Je secoue la tête. **Arrête, Gabriel**. Ce n’est qu’une coïncidence. Je ne connais pas cet homme, pas vraiment. Peut-être que j’imagine des choses, influencé par le stress et la nouveauté de ce travail. Mais une part de moi ne peut s’empêcher de faire le parallèle avec l’inconnu masqué du bal. Ce soir-là, j’ai senti la même intensité dans un regard, ce même magnétisme. Mais ce n’est pas possible. Comment pourrait-ce être lui ? Il y a des centaines, des milliers de personnes à Montréal. Les chances sont infimes.

Et pourtant, quelque chose me dit que je ne suis pas totalement dans l’erreur. Ce mystère m’obsède plus que je ne veuille l’admettre.

Je prends une grande inspiration et me concentre de nouveau sur mon travail. Je dois faire mes preuves ici, et cela signifie que je dois laisser ce genre de pensées derrière moi. L’inconnu du bal masqué restera ce qu’il est : un mystère que je pourrais peut-être résoudre un jour, si j’envoie ce fichu message. Mais ce jour n’est pas aujourd’hui. Aujourd’hui, je dois prouver que j’ai ma place ici.

Le téléphone sonne, me tirant de mes pensées. C’est Isabelle.

"Gabriel ? J’ai oublié de te mentionner que Monsieur Lefebvre te veut à ses côtés pour la réunion de demain. Assure-toi d’être à jour sur les points de l’ordre du jour. Tu assisteras à la prise de notes et à la gestion des suivis."

"Compris, je serai prêt," dis-je en prenant note de l’information.

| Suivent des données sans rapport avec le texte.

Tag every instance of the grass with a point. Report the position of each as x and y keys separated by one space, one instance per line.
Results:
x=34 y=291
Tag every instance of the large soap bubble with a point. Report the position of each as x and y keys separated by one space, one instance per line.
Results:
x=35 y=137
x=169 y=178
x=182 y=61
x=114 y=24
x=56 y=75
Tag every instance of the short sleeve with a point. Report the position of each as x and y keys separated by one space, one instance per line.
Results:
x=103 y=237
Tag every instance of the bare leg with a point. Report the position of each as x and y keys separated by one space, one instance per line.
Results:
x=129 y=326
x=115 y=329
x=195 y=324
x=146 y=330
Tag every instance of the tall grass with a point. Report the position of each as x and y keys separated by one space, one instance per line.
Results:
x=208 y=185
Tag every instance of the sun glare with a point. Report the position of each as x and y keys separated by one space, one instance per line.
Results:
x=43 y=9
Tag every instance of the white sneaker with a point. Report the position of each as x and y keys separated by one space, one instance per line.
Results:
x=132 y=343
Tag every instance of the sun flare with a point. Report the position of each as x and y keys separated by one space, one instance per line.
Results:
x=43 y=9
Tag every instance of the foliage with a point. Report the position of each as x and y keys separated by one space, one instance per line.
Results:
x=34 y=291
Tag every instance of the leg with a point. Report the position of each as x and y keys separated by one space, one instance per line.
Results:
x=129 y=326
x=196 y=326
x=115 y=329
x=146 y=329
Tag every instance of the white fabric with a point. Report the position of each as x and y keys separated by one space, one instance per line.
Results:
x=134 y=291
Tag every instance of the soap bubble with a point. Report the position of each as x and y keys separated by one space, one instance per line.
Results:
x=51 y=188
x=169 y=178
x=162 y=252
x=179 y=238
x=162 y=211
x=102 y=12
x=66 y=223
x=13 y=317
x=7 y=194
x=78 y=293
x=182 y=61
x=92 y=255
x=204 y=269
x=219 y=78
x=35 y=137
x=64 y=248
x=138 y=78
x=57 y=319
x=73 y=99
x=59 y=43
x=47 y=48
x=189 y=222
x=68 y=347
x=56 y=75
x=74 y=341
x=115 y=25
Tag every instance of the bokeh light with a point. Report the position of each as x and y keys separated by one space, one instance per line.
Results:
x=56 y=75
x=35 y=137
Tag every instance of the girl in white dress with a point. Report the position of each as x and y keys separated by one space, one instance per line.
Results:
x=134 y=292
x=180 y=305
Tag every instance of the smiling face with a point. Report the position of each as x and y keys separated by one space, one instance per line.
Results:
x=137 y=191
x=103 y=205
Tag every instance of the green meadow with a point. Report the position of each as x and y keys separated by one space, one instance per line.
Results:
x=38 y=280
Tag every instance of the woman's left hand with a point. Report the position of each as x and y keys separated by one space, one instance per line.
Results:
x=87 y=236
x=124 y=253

Alors que je raccroche, une vague de nervosité me traverse. Travailler directement avec Monsieur Lefebvre dès le premier jour… Cela me rend plus nerveux que je ne voudrais l’admettre. Mais je suis aussi excité. C’est pour cela que je suis là, après tout. Pour apprendre, pour m’immerger dans ce monde.

Je ne peux pas me permettre d’être troublé par des coïncidences, par des yeux qui ressemblent à ceux d’un inconnu que je ne reverrai probablement jamais.

Je dois me concentrer. Demain est une nouvelle journée. Une journée où je dois prouver ma valeur.